“In Chapel Croft, You don’t have to play with fire to get burned…” and so goes the blurb on this thriller laced with supernatural elements, mystery, and horror. The story gets off to a cracking start with a short prologue which the reader later learns to be a flashback.
The novel is set over three time periods. The Burning Girls of the title were convicted of heresy during the Protestant purge (1553-8) of Mary I’s reign. Along with six other villagers of Chapel Croft, the girls were burnt at the stake. The Sussex Martyrs are commemorated each year on the anniversary of the purge by the burning of small twig dolls.
The second period is set thirty years ago when two teenage girls vanished from the village without a trace. Best friends, Joy Harris and Merry Lane are presumed to have run away together, but the reader is quickly lead to believe there may be a far more sinister explanation.
The third time frame finds the reader with the main protagonists, the Reverend Jack Brooks and her 15-year-old daughter Flo. Jack has temporarily been transferred against her wishes from an urban parish in Nottingham to Chapel Croft as cover following the suicide of the previous priest whilst a permanent replacement is found. Jack hopes the move will offer her and Flo a fresh start as all has not been well in her Nottingham parish. Jack has a mysterious past which she is keen to escape from and is frequently on edge that it may catch up with her soon.
There are other characters I very much liked, the creepy curate Arron for instance; is he to be trusted and what does he know, clearly far more than he is letting on. And who is the recently released disturbed homeless man searching for Jack, and why is he so obsessed with finding her?
Flo is lonely and isolated, going off with her camera to photograph the graveyard. She meets and becomes friendly with Wrigley, a local misfit who it turns out started a fire at his previous school. Flo is attracted to him, but Jack is not so sure.
The reader is left guessing until the last few chapters how these elements of the story relate and come together. All of this is set against a backdrop of insular and unpleasant villagers, some frightening apparitions and ever-mounting tension.

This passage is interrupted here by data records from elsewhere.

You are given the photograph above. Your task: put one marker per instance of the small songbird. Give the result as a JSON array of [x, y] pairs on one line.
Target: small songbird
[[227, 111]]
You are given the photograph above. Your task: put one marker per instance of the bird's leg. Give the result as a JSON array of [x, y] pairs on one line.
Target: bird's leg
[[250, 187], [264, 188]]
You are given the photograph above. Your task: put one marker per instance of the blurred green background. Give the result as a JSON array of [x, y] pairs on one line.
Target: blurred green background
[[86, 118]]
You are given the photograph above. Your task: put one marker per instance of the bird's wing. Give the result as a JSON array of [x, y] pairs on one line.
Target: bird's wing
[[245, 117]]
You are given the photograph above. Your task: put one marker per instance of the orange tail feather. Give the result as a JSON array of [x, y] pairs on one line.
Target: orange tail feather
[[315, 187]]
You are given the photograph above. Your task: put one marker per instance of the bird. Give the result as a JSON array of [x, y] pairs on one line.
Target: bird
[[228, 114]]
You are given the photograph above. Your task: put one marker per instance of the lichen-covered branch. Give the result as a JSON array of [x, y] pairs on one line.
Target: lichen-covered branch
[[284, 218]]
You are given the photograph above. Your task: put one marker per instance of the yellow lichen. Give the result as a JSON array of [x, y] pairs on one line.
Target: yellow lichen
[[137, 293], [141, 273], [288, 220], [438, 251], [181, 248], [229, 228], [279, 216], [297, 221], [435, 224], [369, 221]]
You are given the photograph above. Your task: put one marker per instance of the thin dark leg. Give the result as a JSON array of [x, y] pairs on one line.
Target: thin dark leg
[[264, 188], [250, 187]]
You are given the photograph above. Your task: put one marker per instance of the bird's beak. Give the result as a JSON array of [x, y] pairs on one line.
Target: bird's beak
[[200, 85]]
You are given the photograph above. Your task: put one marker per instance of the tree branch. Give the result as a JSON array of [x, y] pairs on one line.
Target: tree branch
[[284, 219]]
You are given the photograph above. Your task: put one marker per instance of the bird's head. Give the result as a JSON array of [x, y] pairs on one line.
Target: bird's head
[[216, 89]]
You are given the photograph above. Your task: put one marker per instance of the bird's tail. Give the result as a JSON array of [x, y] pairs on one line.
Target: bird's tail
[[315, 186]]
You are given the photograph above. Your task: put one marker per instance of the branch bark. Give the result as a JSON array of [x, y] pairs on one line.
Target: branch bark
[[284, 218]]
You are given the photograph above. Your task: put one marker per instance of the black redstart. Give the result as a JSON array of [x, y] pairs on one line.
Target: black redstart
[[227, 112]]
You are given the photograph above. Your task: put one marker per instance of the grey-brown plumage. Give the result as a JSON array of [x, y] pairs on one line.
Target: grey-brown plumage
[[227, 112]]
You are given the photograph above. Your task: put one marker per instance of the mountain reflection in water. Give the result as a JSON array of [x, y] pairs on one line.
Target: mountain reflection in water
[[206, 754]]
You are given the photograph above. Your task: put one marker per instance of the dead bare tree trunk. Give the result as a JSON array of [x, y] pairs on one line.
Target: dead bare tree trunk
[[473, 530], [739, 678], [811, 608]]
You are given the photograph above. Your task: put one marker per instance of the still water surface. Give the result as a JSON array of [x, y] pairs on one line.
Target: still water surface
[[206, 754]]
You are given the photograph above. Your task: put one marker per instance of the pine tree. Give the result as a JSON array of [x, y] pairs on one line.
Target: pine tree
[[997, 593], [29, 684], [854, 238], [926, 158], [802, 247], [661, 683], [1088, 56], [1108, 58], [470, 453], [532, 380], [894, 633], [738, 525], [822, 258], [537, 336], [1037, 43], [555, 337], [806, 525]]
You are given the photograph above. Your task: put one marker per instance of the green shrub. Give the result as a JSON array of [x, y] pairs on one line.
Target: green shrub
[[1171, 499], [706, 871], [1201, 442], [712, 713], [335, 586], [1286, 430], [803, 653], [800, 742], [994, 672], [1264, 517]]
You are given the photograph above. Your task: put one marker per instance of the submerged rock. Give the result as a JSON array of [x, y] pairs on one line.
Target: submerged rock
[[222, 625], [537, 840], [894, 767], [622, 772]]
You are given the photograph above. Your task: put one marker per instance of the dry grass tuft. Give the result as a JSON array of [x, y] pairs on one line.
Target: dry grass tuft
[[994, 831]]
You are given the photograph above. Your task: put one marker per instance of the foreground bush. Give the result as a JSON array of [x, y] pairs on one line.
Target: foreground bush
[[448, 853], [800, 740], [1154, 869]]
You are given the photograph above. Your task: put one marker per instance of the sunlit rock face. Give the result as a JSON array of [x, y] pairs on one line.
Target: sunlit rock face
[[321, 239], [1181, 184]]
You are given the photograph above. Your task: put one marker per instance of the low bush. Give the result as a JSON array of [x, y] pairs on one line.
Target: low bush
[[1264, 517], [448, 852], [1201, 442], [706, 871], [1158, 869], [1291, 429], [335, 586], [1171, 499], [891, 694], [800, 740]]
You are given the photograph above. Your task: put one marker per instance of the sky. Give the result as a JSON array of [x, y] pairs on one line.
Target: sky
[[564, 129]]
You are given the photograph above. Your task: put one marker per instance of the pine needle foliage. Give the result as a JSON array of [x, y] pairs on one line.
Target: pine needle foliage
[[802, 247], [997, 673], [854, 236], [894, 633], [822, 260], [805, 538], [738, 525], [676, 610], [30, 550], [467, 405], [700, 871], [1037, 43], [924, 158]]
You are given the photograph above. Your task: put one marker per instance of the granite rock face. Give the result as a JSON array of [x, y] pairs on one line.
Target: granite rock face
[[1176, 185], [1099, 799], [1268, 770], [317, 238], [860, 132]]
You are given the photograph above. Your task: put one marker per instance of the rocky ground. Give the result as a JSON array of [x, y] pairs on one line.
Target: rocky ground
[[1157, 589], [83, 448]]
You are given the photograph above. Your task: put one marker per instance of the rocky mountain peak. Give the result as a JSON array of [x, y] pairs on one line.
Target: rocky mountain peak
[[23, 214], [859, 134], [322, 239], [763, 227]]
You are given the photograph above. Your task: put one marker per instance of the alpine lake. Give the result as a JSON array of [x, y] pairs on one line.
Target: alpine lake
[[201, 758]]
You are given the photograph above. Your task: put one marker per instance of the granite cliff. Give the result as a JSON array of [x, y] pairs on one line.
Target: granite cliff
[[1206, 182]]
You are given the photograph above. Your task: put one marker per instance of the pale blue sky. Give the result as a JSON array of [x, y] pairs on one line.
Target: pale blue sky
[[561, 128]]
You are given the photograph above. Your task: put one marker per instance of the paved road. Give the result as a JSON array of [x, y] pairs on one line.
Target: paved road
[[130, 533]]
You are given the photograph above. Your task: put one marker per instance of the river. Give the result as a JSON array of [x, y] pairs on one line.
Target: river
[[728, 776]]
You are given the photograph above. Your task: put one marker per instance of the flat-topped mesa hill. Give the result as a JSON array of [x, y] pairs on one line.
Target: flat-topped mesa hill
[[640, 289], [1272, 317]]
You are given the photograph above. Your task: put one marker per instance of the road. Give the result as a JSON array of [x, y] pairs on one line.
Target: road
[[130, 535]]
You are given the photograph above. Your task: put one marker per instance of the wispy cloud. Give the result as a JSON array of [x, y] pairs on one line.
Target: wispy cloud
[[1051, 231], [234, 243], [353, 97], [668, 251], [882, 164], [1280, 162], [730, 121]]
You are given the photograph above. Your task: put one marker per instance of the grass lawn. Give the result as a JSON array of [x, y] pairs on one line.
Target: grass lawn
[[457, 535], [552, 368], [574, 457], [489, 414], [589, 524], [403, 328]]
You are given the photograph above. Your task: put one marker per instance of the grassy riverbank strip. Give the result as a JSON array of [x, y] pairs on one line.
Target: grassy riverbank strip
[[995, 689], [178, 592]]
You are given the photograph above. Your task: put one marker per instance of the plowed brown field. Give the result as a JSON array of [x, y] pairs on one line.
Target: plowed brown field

The supernatural elements work well, but the main genre here is a thriller with a mystery at its heart for the reader to puzzle over. Some excellent folk horror spills over into horror which can be graphic at times.
The writing flows well and is a quick and easy read. There is great tension, compelling atmosphere and unease as the story moves from a hidden crypt in the Chapel to a deserted and derelict house in the woods filled with symbols of satanic ritual and worship.
The two main characters, Jack and Flo, are well-drawn and likeable. The relationship between mother and daughter has tensions and difficulties readers with teenagers will readily identify with. Jack is a female reverend and perhaps not what you would expect of someone in that role. Still, she quickly adjusts to the claustrophobic and gossipy nature of the rural parish as she begins to unravel what happened to her predecessor and opens a whole can of worms that has been buried for decades.
The twists and turns come thick and fast, the pace never letting up with short chapters, usually ending with a cliffhanger so leading the reader deeper into the story. At times the plot did seem a little over-complicated, and with the occasional event, just a little too convenient or predictable but overall this is a pacy mystery thriller with plenty of creepy, spine-chilling moments for readers to relish. The Burning Girls as an engrossing and enjoyable novel and I look forward to reading more from C. J. Tudor.
The Burning Girls by C. J. Tudor is published by Michael Joseph.